2021年1月8日、ソウル中央地裁はいわゆる旧日本軍の元従軍慰安婦を巡る訴訟で日本政府に対し原告に対する賠償を命じる判決を下した。
当該事案でソウル中央地裁が下した判決での判決主旨では、おおむね以下のようなソウル中央地裁の論旨であった。

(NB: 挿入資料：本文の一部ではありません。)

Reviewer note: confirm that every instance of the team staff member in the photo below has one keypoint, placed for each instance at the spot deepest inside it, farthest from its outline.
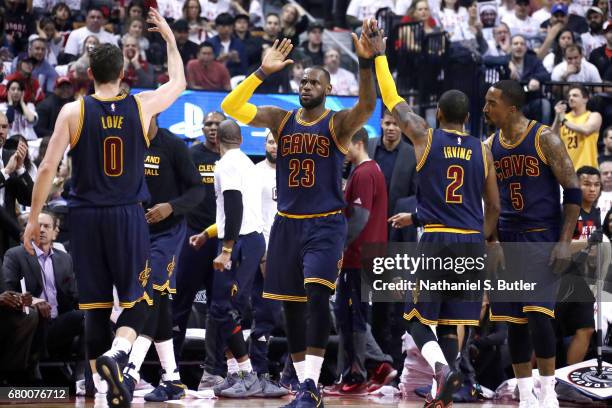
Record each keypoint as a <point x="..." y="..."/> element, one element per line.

いわゆる「旧日本軍の元従軍慰安婦」問題は日本・旧日本軍による計画的・組織的で広範囲にわたる反人道的犯罪行為・不法行為であったことからいわゆる主権免除は適用されないとし、さらに、1965年の日韓請求権協定の締結後も請求権は消滅しておらず、2015年の日韓合意においてはいわゆる旧日本軍の元従軍慰安婦を巡る問題での損害賠償請求権が含まれているとみるのは困難である等として、当該訴訟の原告12人(故人を含む)に対して、一人当たり1億ウォン(約9500万円)を支払うよう当該訴訟の被告である我が国・日本政府に求めるといった内容の判決であった。
ソウル中央地裁は2021年1月8日(当該訴訟の判決当日)にインターネット上で公示送達の手続きを行っており、当該公示送達は2021年1月9日に効力が発生している。